O texto gerou tal escândalo que acabou sendo retirado da publicação.
Cito o caso
dessa dupla para evidenciar duas coisas:
1) a defesa do aborto encerra,
entendo eu, uma fronteira moral. Ultrapassada, tudo passa a ser mera
questão de gosto; o máximo que se vai fazer é decidir a partir de que
mês de pode ou não matar o feto.
2) Em segundo lugar, lembro: a Itália
tem uma legislação bastante lassa em relação ao aborto, que deixou de
ser crime em 1978. Os hospitais públicos podem fazer o procedimento
meramente volitivo até o terceiro mês de gravidez. O limite é ampliado
em caso de risco de morte da mãe, malformação do feto etc. Ao médico é
garantida objeção de consciência.
Em tese, um
abortista poderia se dar por satisfeito. Nada disso.
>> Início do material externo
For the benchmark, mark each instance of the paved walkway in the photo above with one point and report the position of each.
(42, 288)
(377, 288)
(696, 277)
Giublini e Minerva
querem mais: já que um bebê recém-nascido, de fato, não é assim tão
diferente de um feto, por que não reivindicar também o direito ao
infanticídio — ou ao aborto pós-nascimento, como a dupla decidiu chamar?
Vocês acham
que esses que agora olham para bebês com microcefalia e pensam logo numa
cureta — em vez de pensar numa política pública de saúde decente e em
um governo eficiente — são diferentes moralmente daqueles dois?
Afinal, o
que esquenta a sua causa é justamente a certeza de que essas crianças
não deveriam ter nascido. E eles a utilizam para defender a morte dos
que também não portam microcefalia.
Não consigo sentir outra coisa: só repúdio intelectual e nojo físico.